Tuesday, November 11, 2014

When were they going to tell me?!?!

When waiting for a diagnosis or test results, nothing can cushion the blow or prepare you for bad news.  Especially when it comes to your children. Most of Jaylyn's life, from the night she was born up to today at her CP clinic appointment,  that wound in my heart that was just about healed...got ripped open all over again.
That moment where you feel that your mourning for the child you thought you were going to have is over, and then realizing just how far from it you are.
Not that doctors purposely lack sensitivity or bedside manner,  but the manner in which each blow of a diagnosis was delivered, certainly was lacking in those departments! I was never asked to sit down to discuss any of these things with anyone.  Im certainly not complaining about the care or the physician's that treat Jaylyn, quite the contrary. If I ever have questions,  all I need to do is ask and the docs are great at getting back to me. But why am I left with so many questions?  Why wasn't  I sat down and given the full rundown?
Why are there so many pieces of the puzzle that I myself have to put together?
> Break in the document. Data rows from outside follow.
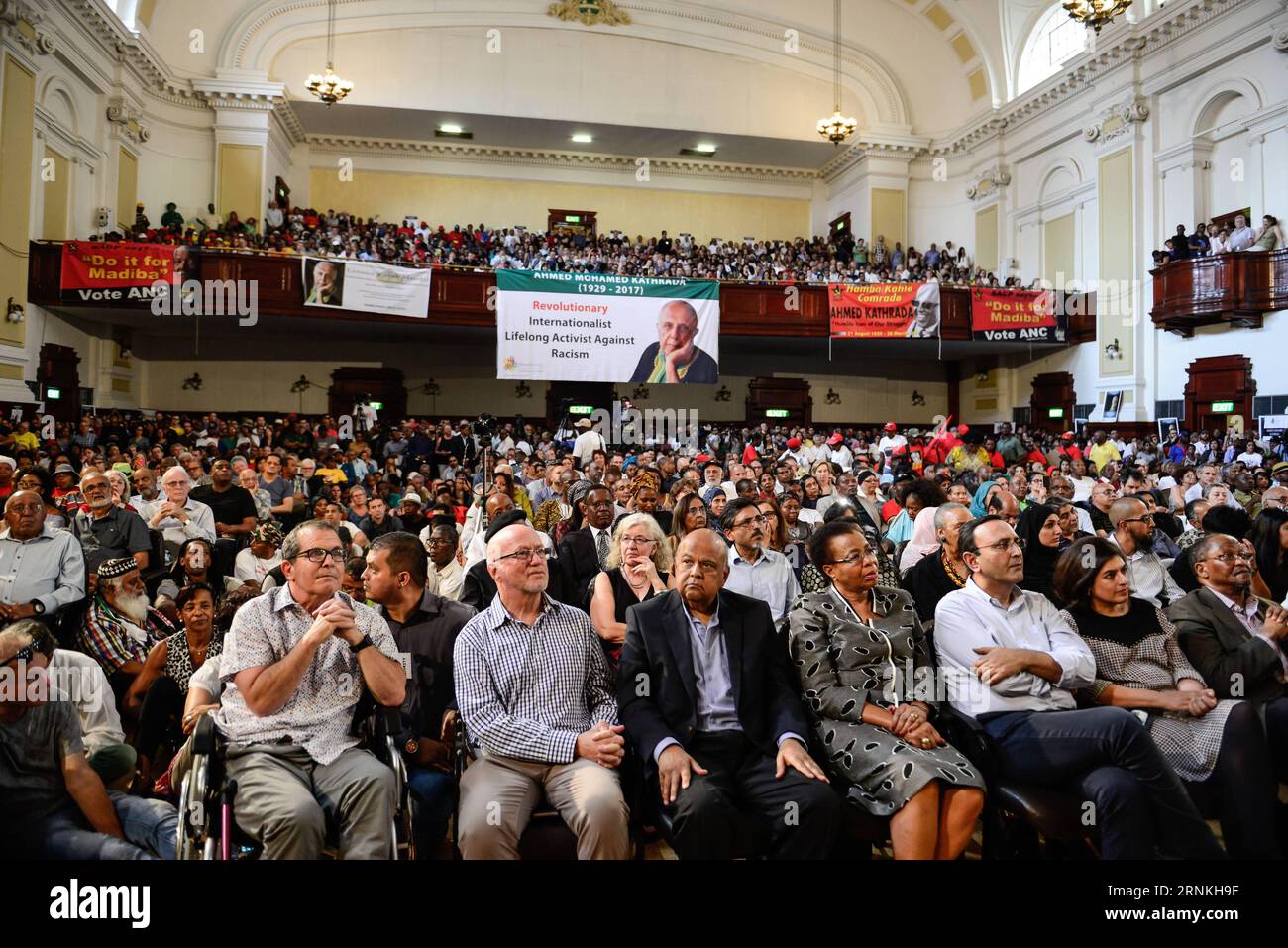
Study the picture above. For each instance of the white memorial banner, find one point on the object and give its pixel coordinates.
(366, 286)
(597, 327)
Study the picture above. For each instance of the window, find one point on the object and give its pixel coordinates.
(1054, 42)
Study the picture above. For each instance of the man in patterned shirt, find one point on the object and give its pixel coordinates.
(119, 627)
(536, 695)
(296, 661)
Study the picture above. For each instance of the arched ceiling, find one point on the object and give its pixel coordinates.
(918, 67)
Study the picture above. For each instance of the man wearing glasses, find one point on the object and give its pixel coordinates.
(536, 695)
(1235, 639)
(755, 570)
(296, 661)
(1133, 535)
(1012, 661)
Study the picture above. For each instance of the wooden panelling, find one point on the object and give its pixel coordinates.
(1234, 288)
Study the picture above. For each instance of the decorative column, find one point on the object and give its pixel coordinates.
(244, 104)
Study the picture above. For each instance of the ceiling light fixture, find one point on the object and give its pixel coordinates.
(329, 88)
(1095, 13)
(836, 128)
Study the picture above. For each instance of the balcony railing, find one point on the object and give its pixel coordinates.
(460, 298)
(1236, 288)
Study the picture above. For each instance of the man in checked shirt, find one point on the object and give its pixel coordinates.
(537, 699)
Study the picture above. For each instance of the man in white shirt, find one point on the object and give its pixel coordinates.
(1133, 535)
(1241, 235)
(754, 570)
(178, 518)
(1012, 661)
(588, 443)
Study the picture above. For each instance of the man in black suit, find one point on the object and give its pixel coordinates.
(706, 694)
(1233, 638)
(584, 552)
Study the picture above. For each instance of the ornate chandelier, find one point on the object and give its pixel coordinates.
(836, 128)
(329, 88)
(1095, 13)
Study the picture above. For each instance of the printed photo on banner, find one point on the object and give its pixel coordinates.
(1022, 316)
(599, 327)
(368, 287)
(884, 311)
(323, 282)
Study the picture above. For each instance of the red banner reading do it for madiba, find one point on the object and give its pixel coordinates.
(1013, 314)
(94, 265)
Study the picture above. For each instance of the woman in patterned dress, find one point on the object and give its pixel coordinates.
(158, 693)
(862, 660)
(1140, 666)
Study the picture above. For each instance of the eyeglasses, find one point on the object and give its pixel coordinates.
(526, 554)
(1229, 558)
(1003, 545)
(853, 558)
(317, 554)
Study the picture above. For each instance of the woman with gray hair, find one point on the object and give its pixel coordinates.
(636, 570)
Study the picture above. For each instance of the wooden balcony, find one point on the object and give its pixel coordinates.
(1236, 288)
(460, 298)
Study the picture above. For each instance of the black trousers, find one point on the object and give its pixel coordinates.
(802, 814)
(1106, 754)
(159, 720)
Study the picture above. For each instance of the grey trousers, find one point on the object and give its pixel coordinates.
(498, 794)
(284, 798)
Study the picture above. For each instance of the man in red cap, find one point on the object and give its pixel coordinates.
(840, 451)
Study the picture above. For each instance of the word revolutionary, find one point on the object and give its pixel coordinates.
(130, 901)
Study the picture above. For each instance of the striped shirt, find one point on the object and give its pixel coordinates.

One answer to that is continuity of care! With so many doctors even in the general pediatric group that sees my typical children, many many mistakes have been made.
With the multitude of specialists at 2 seperate children's hospitals,  information doesn't always get passed along to the appropriate persons. Most often, the parents. As was the case today. Jaylyn's neurologist had diagnosed her with right hemiplegic cerebral palsy several months ago because that was the side that has shown the most concern due to her stroke. I noticed some issues with her left side as well, such as her inability to pick up small objects using the pinscher grasp. I chalked it up to being delayed. Or maybe I didnt want to believe it. Maybe I let my guard down and wanted to be hopeful. And because I was hopeful, had faith, and had the highest hopes that she would only have to worry about one side of her body being affected, that wound in my heart was ripped open yet again.
It wasn't so much the news itself but the delivery.  The assumption by the orthopedic specialist that I had already known. Yes Im a nurse.  Yes my area of expertise is special needs children.  But at home, I AM MOM! I get scared, I panic, I worry, I question and doubt myself and call the pediatrician at the slightest sign of anything being wrong. But...with being a nurse, I also have high expectations of the peers and fellow medical professionals that provide my daughter's care. The care she received today  in and of itself was superb!  However,  hearing a change in your child's diagnosis shouldn't be via the physician's dictation over the phone. He had used a few archaic medical terms that I myself had to re familiarize myself with. Once I had gotten home to do that, I was upset. I did what any mother would do and began to Google.  My main points of reference aren't mommy blogs or message boards. I use the same sites as pediatricians do, so I dont get misinformation overload. After reviewing the word tetraplegic (aka quadriplegic cerebral palsy ), I looked at Jaylyn and then the definition of the diagnosis.  I looked again at Jaylyn and yet again at the diagnosis.
She did it again! Jaylyn has surpassed the expectations. She has beaten the odds! And even though I already blasted this little secret all over Facebook today, the orthopedic specialist did say that (even though he isn't supposed to ) Jaylyn is so determined that he thinks she will walk!  Not like a typical child of course but she will walk nonetheless. So today was a bitter sweet day.